Wimberley’s first solo exhibition at Artereal Gallery, Who could bear to look up at the night sky and know which stars are already dead, deals with the undercurrent of hedonistic nihilism so inherent in our contemporary culture, showcasing dramatic black and white photographs of exploding fireworks alongside a series of stereoscopic images of stars and constellations, both
of which are used as metaphors for the transient nature of life and the ultimate fragility of our existence within the wider universe. The exhibition’s poetic title suggests a subtle comparison between death and the constellations, prompting the thought that the stars above us are perhaps already dead and it is just their last light that is still reaching us.
Presented en masse as an installation, I dreamt about climbing into the night sky is a series of sixteen photographs of fireworks erupting against an impenetrably inky sky.
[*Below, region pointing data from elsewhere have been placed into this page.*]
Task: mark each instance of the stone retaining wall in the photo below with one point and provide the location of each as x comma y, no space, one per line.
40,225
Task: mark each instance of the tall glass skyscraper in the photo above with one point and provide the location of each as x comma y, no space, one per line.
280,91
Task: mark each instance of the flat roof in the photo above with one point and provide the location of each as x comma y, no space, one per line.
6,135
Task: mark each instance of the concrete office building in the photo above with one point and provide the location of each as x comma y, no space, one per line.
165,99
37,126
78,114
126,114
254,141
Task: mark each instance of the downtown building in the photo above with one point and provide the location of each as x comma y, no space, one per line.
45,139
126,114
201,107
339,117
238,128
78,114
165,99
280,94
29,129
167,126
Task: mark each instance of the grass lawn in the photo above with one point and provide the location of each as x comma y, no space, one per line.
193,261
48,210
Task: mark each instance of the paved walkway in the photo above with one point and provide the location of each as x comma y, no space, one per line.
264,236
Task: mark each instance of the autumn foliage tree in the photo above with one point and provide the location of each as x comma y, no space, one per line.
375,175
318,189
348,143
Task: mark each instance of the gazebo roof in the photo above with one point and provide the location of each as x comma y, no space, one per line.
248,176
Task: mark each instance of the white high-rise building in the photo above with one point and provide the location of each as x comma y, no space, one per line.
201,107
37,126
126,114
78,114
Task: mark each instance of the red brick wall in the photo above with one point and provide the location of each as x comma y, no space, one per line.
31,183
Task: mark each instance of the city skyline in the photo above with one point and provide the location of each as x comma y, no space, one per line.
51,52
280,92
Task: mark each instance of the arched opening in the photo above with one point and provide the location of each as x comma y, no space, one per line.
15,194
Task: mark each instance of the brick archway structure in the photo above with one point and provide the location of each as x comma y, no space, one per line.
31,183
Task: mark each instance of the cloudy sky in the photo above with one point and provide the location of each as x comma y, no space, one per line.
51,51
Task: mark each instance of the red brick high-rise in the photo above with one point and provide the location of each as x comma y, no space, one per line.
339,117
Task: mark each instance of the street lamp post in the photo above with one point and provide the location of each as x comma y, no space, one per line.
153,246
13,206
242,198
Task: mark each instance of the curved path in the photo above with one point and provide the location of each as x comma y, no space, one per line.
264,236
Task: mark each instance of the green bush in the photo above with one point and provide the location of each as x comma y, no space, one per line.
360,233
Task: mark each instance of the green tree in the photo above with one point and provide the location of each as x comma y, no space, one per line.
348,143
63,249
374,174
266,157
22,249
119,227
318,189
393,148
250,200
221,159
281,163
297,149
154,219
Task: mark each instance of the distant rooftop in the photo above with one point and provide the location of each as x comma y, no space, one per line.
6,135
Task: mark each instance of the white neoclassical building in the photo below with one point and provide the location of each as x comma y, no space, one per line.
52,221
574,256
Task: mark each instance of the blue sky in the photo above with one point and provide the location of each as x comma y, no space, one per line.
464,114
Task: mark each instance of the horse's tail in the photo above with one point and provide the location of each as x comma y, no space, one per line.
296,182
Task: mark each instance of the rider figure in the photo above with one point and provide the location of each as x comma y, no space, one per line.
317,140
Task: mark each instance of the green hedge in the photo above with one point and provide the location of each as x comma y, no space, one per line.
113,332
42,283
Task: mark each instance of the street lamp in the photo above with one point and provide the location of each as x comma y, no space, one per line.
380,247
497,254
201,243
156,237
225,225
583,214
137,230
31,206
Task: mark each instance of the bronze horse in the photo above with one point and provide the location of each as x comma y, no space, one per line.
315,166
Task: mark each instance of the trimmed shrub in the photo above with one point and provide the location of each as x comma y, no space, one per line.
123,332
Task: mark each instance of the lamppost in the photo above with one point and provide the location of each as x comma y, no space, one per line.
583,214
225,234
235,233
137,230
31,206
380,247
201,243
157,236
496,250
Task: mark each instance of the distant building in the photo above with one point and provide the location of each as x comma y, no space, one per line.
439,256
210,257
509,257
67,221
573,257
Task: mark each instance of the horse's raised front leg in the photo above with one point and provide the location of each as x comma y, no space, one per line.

At once strikingly beautiful and sublime, each image captures the thrilling sense of wonderment and awe, which fireworks never cease to evoke. And yet underlying these poignant imagesis a sense of loss, for every climactic explosion is fleeting, lighting up the sky and wowing the masses below before fading away into nothingness, leaving behind nothing but an empty void and a sense of melancholy.
These bittersweet musings on life, death and passing time were inspired by a slightly bizarre moment of happenstance and an unlikely experience in the artist’s life. Stuck in peak-hour traffic, Wimberley found herself staring at an advertisement on the back of a car which encouraged people to consider having their cremated ashes turned into fireworks. Inspired by this slightly macabre concept, Wimberley has turned her attention to an examination of the broader existential and philosophical questions surrounding death – likening the momentary joy and celebration associated with fireworks to contemporary society’s hedonistic and glib approach to life and our ongoing struggle to find meaning within our existence.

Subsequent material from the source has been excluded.